Logo Bloomberg Technoz

CDC Waspada Ebola Usai WHO Nyatakan Keadaan Darurat

News
18 May 2026 06:15

Petugas kenakan APD sebelum mengubur pasien diduga meninggal akibat Ebola di Mubende, Uganda. (Luke Dray/Getty Images via Bloomberg)
Petugas kenakan APD sebelum mengubur pasien diduga meninggal akibat Ebola di Mubende, Uganda. (Luke Dray/Getty Images via Bloomberg)

Jessica Nix-Bloomberg News

Bloomberg, Pusat Pengendalian dan Pencegahan Penyakit AS atau Central of Desease Control (CDC) meningkatkan responsnya terhadap wabah Ebola yang sedang berlangsung di Republik Demokratik Kongo dan Uganda, setelah Organisasi Kesehatan Dunia (WHO) menetapkan wabah tersebut sebagai keadaan darurat kesehatan masyarakat.

CDC berencana untuk mengerahkan staf tambahan ke negara-negara yang terkena dampak dan akan memberikan dukungan teknis termasuk pengujian laboratorium, pelacakan kontak, dan pengawasan melalui kantor-kantornya di negara-negara tersebut, kata Satish Pillai, manajer insiden respons Ebola CDC, dalam sebuah panggilan telepon dengan wartawan pada hari Minggu.
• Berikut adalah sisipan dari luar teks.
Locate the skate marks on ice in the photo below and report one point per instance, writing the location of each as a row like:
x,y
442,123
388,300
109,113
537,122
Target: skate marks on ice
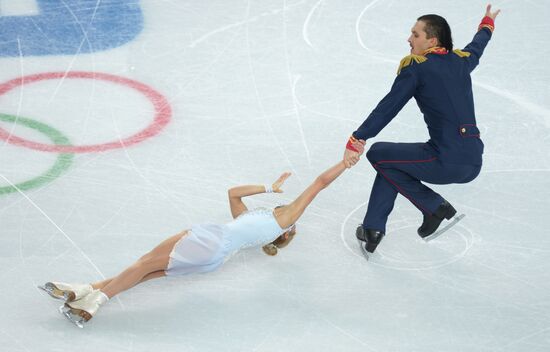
x,y
440,231
403,249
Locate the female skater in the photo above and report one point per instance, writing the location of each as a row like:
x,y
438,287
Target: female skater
x,y
201,249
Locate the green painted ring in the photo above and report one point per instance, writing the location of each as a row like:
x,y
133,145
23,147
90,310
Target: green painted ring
x,y
62,163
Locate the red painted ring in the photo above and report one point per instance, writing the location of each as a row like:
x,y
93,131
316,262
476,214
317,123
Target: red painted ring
x,y
163,112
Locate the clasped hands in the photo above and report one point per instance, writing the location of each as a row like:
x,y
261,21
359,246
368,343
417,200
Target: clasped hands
x,y
351,156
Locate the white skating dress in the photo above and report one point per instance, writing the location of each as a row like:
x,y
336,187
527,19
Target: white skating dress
x,y
207,246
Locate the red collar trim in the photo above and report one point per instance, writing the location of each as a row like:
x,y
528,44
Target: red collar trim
x,y
436,50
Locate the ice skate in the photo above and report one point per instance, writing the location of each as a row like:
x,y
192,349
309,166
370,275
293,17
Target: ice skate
x,y
66,292
429,228
81,311
368,240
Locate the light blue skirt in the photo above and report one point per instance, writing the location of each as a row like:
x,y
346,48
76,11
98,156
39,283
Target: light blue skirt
x,y
202,250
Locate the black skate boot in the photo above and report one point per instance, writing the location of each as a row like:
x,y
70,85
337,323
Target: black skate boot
x,y
371,238
432,222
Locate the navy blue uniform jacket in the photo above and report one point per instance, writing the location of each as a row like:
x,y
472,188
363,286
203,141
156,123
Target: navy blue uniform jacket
x,y
442,87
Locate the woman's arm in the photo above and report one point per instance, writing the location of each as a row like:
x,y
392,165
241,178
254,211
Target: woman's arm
x,y
289,214
237,193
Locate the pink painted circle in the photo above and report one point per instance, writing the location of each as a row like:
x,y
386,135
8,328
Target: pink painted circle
x,y
163,112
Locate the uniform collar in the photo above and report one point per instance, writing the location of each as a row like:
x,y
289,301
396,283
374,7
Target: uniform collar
x,y
435,50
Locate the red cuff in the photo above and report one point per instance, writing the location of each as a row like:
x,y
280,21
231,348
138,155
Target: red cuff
x,y
487,22
350,146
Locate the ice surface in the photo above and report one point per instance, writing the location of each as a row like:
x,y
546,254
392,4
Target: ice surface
x,y
257,88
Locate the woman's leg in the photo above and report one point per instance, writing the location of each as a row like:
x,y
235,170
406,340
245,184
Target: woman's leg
x,y
151,265
154,275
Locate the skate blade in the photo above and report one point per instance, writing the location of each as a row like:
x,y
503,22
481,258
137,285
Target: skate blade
x,y
439,232
54,292
73,318
363,250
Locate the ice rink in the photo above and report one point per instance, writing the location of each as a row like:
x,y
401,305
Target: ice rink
x,y
125,122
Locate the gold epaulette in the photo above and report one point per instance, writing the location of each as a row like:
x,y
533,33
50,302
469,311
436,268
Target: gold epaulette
x,y
407,60
461,53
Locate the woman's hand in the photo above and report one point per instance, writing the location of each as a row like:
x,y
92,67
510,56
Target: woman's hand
x,y
490,14
276,187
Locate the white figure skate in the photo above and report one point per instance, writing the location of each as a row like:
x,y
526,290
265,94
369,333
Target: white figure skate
x,y
66,292
81,311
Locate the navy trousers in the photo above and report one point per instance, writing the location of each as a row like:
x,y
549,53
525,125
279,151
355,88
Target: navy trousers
x,y
401,168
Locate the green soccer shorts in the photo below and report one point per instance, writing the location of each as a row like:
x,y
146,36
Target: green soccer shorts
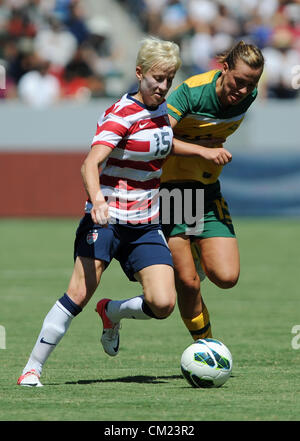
x,y
216,221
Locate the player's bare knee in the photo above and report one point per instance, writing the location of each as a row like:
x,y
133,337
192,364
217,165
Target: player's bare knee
x,y
164,307
225,280
189,285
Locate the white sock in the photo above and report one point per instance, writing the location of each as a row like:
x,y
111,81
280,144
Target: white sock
x,y
55,325
134,308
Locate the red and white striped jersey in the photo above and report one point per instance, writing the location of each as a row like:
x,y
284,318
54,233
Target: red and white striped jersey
x,y
140,139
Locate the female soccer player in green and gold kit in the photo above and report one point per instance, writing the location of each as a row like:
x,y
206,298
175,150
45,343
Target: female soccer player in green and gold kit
x,y
204,110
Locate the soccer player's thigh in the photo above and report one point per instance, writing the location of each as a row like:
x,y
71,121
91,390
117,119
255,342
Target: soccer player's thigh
x,y
85,279
159,288
186,277
220,259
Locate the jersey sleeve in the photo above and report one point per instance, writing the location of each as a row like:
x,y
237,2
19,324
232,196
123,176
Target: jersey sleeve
x,y
111,129
179,102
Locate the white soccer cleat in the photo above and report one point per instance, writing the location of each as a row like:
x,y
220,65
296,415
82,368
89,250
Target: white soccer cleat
x,y
30,379
110,338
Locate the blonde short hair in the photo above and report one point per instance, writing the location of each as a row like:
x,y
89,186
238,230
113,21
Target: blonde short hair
x,y
248,53
155,52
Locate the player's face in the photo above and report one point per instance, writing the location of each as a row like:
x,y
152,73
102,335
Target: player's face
x,y
154,84
237,83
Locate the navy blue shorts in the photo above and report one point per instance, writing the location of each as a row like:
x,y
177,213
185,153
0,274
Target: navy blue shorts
x,y
134,246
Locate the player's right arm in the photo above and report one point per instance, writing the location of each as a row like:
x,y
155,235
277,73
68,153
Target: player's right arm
x,y
205,148
90,175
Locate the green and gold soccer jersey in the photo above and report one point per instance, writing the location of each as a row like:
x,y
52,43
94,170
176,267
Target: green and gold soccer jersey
x,y
196,107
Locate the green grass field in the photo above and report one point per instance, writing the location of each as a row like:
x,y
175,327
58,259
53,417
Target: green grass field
x,y
144,382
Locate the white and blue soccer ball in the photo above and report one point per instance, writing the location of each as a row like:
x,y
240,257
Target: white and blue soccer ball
x,y
206,363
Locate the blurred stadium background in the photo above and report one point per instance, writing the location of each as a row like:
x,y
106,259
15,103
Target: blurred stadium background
x,y
64,61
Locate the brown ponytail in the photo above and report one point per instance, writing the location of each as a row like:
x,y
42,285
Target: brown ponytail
x,y
249,53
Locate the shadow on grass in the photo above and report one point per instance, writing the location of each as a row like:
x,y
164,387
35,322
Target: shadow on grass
x,y
131,379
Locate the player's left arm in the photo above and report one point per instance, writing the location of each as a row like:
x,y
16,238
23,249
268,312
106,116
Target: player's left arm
x,y
90,175
205,148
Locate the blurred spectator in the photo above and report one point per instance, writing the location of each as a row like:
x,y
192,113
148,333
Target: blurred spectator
x,y
174,21
280,59
78,80
38,87
76,22
82,54
55,43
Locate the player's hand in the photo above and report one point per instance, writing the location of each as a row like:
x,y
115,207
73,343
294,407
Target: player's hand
x,y
100,213
218,156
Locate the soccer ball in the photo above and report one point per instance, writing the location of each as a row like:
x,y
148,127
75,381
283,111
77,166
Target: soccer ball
x,y
206,363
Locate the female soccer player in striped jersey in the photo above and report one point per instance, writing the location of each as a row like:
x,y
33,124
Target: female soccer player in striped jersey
x,y
208,106
121,215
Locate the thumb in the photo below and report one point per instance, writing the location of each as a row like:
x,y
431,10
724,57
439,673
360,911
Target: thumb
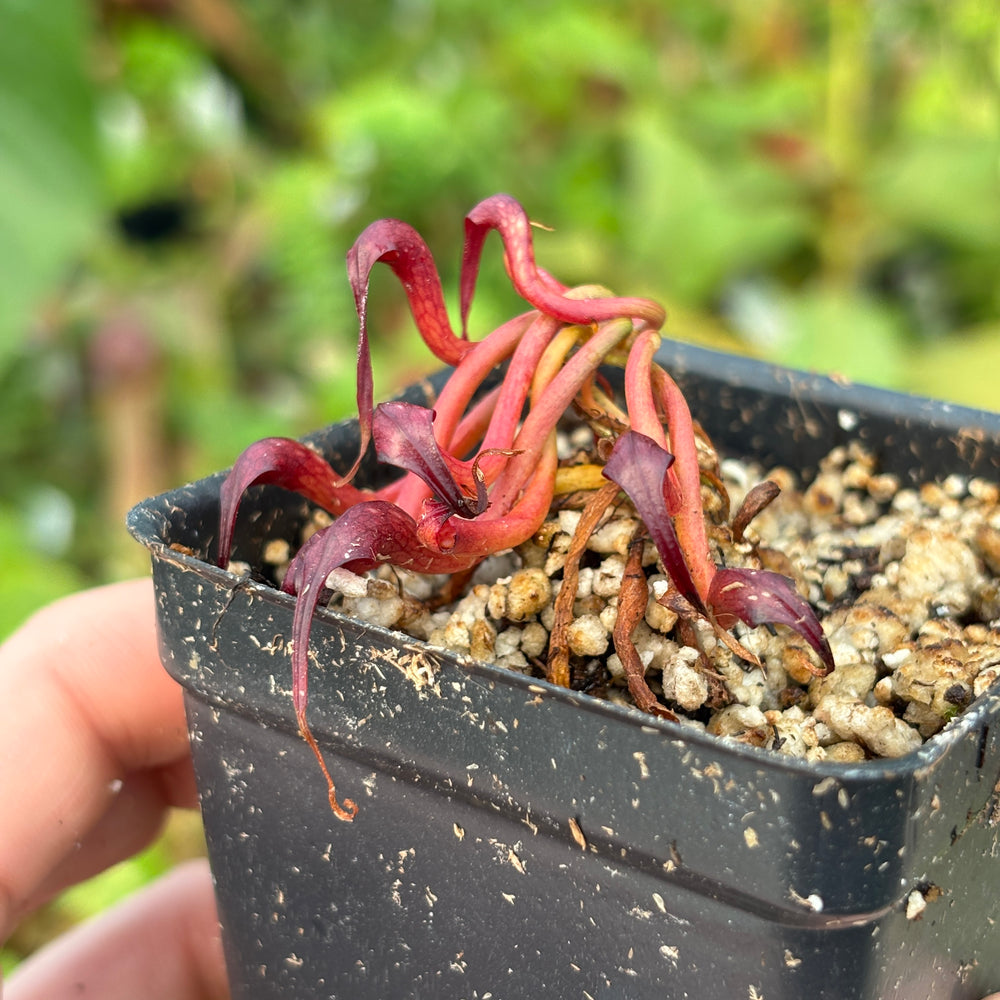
x,y
162,943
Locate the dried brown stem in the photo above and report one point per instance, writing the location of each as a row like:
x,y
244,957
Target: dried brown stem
x,y
632,600
557,667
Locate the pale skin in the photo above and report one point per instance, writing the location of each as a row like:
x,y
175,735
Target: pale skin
x,y
86,705
93,753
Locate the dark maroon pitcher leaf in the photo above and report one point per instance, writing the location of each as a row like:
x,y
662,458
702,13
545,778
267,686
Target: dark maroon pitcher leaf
x,y
639,466
286,463
761,597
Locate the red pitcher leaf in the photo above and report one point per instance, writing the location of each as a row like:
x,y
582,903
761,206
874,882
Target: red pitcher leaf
x,y
287,463
761,597
504,214
404,437
639,466
401,247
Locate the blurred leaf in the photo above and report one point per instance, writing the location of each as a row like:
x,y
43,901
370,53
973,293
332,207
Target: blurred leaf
x,y
856,337
947,186
29,579
962,368
50,190
695,222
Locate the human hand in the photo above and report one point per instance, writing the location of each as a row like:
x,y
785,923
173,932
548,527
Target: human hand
x,y
93,752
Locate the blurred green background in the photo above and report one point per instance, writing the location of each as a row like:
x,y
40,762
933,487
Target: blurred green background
x,y
815,183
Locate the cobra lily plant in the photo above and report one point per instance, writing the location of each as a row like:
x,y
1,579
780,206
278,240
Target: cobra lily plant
x,y
478,473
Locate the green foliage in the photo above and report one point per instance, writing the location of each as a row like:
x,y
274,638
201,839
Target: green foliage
x,y
50,183
814,183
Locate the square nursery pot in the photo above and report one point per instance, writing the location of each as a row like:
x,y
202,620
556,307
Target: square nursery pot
x,y
517,840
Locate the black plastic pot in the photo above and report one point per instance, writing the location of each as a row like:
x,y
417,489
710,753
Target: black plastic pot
x,y
516,840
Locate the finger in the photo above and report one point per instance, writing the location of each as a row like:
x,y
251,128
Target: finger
x,y
86,706
160,944
131,823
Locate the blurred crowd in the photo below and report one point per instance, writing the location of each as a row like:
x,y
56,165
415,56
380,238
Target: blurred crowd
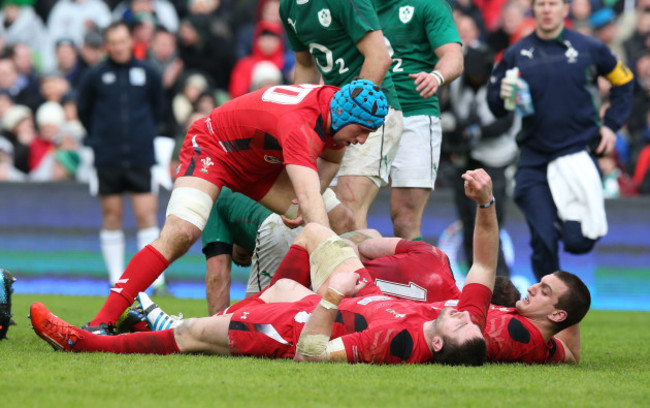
x,y
209,51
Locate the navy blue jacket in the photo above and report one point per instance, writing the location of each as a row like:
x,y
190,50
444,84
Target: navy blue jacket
x,y
120,106
562,75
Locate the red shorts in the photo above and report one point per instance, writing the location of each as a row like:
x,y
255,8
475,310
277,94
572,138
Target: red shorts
x,y
271,329
201,156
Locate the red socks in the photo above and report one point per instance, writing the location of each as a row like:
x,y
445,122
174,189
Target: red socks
x,y
140,273
161,342
295,266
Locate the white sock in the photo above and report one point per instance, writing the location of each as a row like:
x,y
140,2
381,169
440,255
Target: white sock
x,y
145,237
112,243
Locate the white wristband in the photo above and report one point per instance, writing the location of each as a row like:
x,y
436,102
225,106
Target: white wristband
x,y
438,76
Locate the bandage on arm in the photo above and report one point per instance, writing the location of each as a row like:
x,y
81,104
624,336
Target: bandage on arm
x,y
314,343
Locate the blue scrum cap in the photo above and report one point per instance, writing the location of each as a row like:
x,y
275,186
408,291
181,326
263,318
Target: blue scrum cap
x,y
361,102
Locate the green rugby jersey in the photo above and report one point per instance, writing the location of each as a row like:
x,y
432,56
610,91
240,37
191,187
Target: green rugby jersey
x,y
414,29
329,30
234,219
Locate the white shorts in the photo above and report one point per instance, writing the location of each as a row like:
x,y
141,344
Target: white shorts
x,y
271,245
418,157
373,158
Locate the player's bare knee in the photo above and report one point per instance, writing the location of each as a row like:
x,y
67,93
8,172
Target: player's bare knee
x,y
280,289
183,335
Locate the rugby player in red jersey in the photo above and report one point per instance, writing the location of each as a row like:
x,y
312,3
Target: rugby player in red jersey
x,y
274,145
294,321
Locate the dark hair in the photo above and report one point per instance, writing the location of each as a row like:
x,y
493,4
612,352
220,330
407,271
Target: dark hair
x,y
115,24
575,302
470,353
505,293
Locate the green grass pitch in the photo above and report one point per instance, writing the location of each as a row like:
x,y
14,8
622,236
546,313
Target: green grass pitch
x,y
614,372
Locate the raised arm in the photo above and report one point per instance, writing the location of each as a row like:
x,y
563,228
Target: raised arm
x,y
478,187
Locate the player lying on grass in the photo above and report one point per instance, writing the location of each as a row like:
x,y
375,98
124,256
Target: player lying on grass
x,y
243,231
276,146
543,327
373,327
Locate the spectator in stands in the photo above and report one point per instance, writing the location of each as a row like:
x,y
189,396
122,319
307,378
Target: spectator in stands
x,y
8,172
640,40
54,86
639,122
605,29
204,104
267,47
183,104
18,128
163,54
20,24
49,118
143,28
72,19
11,84
91,53
162,10
265,74
479,140
469,8
6,102
265,10
202,50
54,151
512,15
121,131
67,61
28,79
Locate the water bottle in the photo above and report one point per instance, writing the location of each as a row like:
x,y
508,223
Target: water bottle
x,y
524,100
511,78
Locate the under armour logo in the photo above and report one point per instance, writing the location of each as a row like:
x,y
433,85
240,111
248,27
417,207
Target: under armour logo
x,y
528,53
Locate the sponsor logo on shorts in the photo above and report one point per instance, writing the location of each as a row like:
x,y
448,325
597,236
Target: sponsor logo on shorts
x,y
207,162
405,14
271,159
324,17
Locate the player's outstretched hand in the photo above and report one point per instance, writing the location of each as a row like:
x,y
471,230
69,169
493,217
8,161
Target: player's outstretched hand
x,y
478,186
346,283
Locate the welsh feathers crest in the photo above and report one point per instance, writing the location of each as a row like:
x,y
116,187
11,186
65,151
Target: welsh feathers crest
x,y
405,14
325,17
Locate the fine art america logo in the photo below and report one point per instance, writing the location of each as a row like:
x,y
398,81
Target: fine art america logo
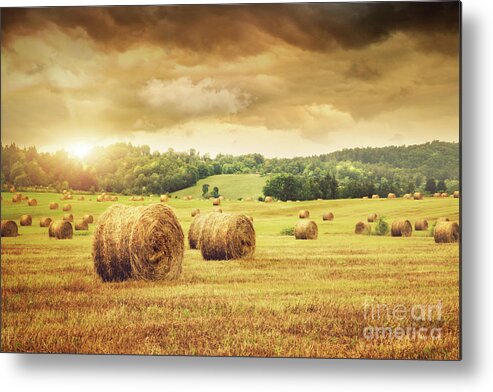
x,y
412,322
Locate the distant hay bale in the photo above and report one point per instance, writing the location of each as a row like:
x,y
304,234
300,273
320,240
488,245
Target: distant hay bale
x,y
328,216
45,222
401,229
227,236
88,218
61,230
26,220
81,225
143,242
304,214
9,228
195,230
420,225
306,230
446,232
362,228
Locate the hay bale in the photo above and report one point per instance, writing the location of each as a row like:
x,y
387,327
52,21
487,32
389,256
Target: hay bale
x,y
420,225
144,242
26,220
306,230
45,222
401,229
328,216
88,218
362,228
446,232
61,230
9,229
195,230
227,236
81,225
304,214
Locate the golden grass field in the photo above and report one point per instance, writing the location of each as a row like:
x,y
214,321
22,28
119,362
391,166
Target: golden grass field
x,y
294,299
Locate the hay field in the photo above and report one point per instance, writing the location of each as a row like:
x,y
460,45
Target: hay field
x,y
294,299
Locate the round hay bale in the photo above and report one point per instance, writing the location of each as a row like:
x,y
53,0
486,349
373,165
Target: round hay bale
x,y
88,218
328,216
306,230
362,228
195,230
81,225
420,225
144,242
304,214
401,229
227,236
26,220
446,232
61,230
9,228
45,222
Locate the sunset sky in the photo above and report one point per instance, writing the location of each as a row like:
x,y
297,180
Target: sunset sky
x,y
282,80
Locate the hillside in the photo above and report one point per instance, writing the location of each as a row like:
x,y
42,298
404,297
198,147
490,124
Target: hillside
x,y
231,186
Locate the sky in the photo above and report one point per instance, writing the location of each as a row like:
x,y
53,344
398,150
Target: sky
x,y
278,79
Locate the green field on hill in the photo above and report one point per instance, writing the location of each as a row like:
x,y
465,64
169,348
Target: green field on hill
x,y
294,298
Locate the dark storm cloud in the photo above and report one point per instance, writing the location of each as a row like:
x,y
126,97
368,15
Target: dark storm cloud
x,y
239,29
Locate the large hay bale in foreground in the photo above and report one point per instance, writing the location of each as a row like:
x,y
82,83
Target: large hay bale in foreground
x,y
26,220
88,218
446,232
9,228
61,230
362,228
227,236
304,214
420,225
144,242
328,216
306,230
45,222
401,229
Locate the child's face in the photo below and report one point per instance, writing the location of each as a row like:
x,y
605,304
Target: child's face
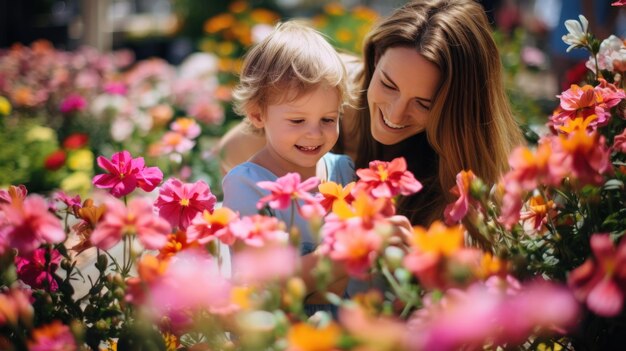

CDC juga telah mengaktifkan pusat respons daruratnya.


“Risiko bagi AS tetap rendah,” kata Pillai. Wabah ini disebabkan oleh strain virus Ebola Bundibugyo dan belum ada vaksin atau pengobatan yang disetujui. Orang yang terinfeksi dapat menularkan Ebola ketika mereka menunjukkan gejala, tambahnya.

Tindakan ini dilakukan setelah WHO menyatakan wabah Ebola sebagai keadaan darurat kesehatan masyarakat yang menjadi perhatian internasional pada hari Minggu — meskipun belum sampai pada deklarasi “keadaan darurat pandemi” — karena berupaya memobilisasi dukungan untuk melawan strain virus yang langka ini. WHO mengatakan strain tersebut kemungkinan telah menyebar tanpa terdeteksi di wilayah tersebut selama beberapa minggu.